Потом я попросил его назначить мне какое-нибудь послушание в монастыре о чем речь далее.
Кстати, с самого входа в его комнату я заметил высокий мольберт и на нем большую незаконченную икону Божией Матери; оказывается, батюшка был еще и хорошим иконописцем.

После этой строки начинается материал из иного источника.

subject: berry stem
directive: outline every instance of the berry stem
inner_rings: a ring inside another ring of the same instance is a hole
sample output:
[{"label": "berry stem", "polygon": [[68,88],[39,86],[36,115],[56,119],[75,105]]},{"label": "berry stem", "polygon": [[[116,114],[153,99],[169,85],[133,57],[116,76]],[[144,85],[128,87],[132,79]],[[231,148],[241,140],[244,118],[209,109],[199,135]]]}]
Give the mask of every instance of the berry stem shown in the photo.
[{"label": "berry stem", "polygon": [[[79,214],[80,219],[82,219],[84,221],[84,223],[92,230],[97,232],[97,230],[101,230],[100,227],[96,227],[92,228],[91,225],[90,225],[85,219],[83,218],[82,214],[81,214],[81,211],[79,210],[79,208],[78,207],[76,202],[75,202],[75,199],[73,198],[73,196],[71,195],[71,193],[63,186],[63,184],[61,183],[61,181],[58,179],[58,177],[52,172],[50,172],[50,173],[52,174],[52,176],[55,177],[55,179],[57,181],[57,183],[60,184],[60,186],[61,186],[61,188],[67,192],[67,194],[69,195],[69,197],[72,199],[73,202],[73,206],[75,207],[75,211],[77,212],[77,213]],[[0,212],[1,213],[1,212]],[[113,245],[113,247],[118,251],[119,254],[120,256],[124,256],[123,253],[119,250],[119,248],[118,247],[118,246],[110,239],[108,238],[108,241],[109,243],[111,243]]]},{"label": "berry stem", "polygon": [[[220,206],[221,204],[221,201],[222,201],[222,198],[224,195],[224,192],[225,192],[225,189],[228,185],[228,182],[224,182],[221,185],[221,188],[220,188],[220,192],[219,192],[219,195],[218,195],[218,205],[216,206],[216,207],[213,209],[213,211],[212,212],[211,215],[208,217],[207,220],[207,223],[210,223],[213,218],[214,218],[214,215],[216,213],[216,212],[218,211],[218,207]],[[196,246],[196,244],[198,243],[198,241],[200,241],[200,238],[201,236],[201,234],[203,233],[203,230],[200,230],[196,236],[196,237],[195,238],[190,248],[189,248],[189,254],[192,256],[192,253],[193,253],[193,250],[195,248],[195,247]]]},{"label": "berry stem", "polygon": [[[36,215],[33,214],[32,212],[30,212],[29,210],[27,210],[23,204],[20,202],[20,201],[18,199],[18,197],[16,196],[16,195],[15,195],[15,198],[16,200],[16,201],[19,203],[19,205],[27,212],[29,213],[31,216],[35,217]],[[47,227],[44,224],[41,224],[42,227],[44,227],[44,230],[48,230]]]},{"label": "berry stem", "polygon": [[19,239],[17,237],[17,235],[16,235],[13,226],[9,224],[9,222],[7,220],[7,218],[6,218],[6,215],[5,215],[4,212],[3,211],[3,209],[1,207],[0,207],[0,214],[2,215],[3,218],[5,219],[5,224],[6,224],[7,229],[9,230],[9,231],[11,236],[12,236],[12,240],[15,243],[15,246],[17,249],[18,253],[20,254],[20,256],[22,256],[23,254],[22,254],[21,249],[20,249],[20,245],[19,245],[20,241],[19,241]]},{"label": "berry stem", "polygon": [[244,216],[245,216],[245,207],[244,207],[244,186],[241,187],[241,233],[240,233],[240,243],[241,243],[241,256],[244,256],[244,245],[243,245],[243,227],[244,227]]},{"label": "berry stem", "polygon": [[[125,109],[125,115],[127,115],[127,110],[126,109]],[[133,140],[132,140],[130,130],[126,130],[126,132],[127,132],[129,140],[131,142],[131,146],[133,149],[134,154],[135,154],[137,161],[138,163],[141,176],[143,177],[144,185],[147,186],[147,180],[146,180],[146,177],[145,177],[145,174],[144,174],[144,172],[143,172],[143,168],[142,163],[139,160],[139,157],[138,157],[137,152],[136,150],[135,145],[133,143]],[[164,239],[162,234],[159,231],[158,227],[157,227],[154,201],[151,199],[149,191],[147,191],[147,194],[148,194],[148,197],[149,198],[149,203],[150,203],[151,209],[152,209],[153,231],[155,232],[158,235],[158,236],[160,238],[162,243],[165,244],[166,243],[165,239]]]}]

Уходя от него, я уносил впечатление, что он – строгий. Это, впрочем, не удивляло меня и не разочаровывало: из святоотеческой литературы я давно знал, что и святые люди бывают индивидуальны, одни – ласковы, другие – суровы, одни – гостеприимны, другие – чуждаются встреч, одни молчаливы, другие – приветливые собеседники. А перед очами Божиими все они могут быть угодниками. Впрочем, об о. Германе от других лиц мне не раз приходилось потом слышать, что с ними он был весьма ласков… Может быть, лично для меня он принимал такой строгий тон, как спасительный мне?… Нет, думается, он по природе был действительно серьезным и строгим вообще.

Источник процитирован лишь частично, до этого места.